La sclérose en plaques (SEP) est une maladie qui attaque le système nerveux en détruisant la myéline, une substance essentielle qui protège les nerfs. Sans cette protection, les nerfs fonctionnent mal, entraînant des problèmes de mouvement, d’équilibre et de vision. Si elle n’est pas traitée, la SEP peut mener à la paralysie et réduire l’espérance de vie.
Des chercheurs de l’Université de Californie à San Francisco (UCSF) et de la société Contineum Therapeutics ont peut-être trouvé une solution pour réparer ces dommages. Ils ont développé un nouveau médicament, appelé PIPE-307, qui pourrait permettre au corps de régénérer la myéline perdue.
Cette nouvelle thérapie cible un récepteur particulier dans le cerveau, connu sous le nom de M1R, qui une fois bloqué, active des cellules capables de produire de la myéline. Michael Poon, un scientifique de Contineum, a utilisé une toxine issue du venin d’un serpent, le mamba vert, pour localiser précisément ce récepteur dans le cerveau.

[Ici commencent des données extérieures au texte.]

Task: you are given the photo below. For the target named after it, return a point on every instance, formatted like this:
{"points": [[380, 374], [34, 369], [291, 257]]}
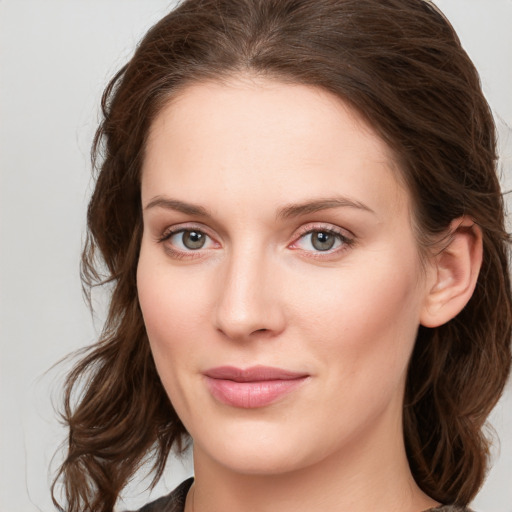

Les recherches, qui ont duré une décennie, ont montré que ce médicament pourrait non seulement arrêter l’évolution de la SEP, mais aussi réparer les nerfs endommagés. Cette découverte est particulièrement prometteuse, car il s’agit de la première thérapie capable de restaurer la myéline chez les patients atteints de SEP.
Le PIPE-307 est actuellement en phase II d’essais cliniques, et les résultats pourraient transformer le traitement de la SEP. Si le médicament s’avère efficace, il pourrait offrir une nouvelle lueur d’espoir aux personnes atteintes de cette maladie, en leur permettant de retrouver une meilleure qualité de vie.